Perhaps the best way to figure out if a power generation method is worth the trouble and expense is to see if people are already doing it. While there are various good bets being missed, none of them are that big and easy.
The most attractive methods that amount to the same thing as generating power are power saving methods. If you made a hobby out of tinkering with saving power, like with insulation and cutback thermostats and more efficient cars, you’d save quite a lot. Especially if you have access to a factory or some other large user of power.
Now, about power generation methods, as existing power supplies get more expensive of course the break even point for new methods gets closer and closer without the methods themselves getting any improvements at all. When you keep improving them, so much the sooner and better.
An interesting test case is photovoltaic solar cells. They can’t create a net increase in power availability for at least about 30 years. The reason is that they also take a lot of power to manufacture. Assuming various exponential growth rates in the solar cell industry, the industry itself consumes more power than its already-delivered products are generating, for at least 30 years, and that’s at an optimum growth rate.

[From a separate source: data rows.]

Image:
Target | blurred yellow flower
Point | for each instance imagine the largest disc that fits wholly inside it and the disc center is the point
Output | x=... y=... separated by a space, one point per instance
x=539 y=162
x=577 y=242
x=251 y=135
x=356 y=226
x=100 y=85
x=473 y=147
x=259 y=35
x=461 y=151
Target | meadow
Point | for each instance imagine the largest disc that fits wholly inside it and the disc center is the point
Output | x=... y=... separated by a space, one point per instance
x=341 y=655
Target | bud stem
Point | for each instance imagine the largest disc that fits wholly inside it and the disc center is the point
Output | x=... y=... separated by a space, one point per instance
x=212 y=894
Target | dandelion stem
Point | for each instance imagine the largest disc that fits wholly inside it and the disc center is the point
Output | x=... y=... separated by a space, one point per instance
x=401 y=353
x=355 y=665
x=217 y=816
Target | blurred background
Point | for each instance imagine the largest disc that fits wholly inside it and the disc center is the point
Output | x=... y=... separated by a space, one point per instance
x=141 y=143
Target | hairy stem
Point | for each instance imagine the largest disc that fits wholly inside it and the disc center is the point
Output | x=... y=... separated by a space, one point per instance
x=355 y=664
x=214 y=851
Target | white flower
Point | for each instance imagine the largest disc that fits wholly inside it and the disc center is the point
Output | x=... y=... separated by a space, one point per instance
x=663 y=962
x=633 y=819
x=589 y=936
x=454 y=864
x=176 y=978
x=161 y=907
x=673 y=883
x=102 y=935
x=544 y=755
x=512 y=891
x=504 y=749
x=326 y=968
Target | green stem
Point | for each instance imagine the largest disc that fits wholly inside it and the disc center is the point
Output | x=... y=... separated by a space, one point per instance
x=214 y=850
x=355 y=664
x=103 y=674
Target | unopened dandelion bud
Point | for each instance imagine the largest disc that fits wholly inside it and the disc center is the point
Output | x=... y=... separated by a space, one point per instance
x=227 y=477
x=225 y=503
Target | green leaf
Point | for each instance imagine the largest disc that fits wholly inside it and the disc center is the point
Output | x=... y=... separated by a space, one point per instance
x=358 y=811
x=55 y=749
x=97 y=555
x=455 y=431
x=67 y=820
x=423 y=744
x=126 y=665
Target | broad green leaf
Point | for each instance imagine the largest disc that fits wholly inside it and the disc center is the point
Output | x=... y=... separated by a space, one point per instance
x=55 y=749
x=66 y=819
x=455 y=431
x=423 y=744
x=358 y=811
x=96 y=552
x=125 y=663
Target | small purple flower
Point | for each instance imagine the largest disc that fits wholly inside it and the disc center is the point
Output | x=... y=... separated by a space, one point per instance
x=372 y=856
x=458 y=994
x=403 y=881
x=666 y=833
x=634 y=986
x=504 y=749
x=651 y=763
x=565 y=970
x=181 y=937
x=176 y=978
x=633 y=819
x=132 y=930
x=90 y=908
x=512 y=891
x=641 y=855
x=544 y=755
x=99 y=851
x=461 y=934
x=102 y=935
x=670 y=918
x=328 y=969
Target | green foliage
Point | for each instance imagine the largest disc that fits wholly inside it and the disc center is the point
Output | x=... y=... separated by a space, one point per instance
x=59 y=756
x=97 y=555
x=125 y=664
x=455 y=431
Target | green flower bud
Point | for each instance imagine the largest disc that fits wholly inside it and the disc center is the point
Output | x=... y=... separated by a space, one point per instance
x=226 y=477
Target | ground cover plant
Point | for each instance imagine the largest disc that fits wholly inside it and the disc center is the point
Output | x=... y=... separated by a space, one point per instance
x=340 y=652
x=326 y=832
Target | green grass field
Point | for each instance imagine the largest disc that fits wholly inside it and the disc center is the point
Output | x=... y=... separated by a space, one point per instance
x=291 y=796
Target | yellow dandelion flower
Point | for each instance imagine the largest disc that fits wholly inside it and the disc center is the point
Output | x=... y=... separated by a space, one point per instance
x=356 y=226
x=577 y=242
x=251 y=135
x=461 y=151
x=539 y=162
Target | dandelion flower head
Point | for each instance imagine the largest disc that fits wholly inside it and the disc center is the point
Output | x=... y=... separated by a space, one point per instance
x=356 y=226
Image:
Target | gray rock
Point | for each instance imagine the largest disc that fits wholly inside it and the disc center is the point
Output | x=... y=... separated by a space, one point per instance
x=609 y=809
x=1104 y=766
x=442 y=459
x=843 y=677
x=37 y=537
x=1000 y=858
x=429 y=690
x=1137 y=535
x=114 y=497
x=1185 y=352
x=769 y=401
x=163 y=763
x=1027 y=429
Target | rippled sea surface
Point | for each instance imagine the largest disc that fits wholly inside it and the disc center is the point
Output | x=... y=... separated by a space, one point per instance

A faster growth rate has the industry consuming much more power, and a slower rate has their delivered products contributing much less. In the distant future, the industry’s products will eventually generate more power than the industry itself consumes (unless something unforseen happens to stop the industry or to make it unexpectedly more efficient), and it may be worth going down that road, but numerically it isn’t a way to increase available energy in the next several decades.
Cite? I read this in, I think, the Economist a few months ago. Might have been Scientific American though. But I think the more important point is that, since power generation equipment takes power to make, you have to analyze both sides of the relationship to see whether a new technology that works will contribute anything at all.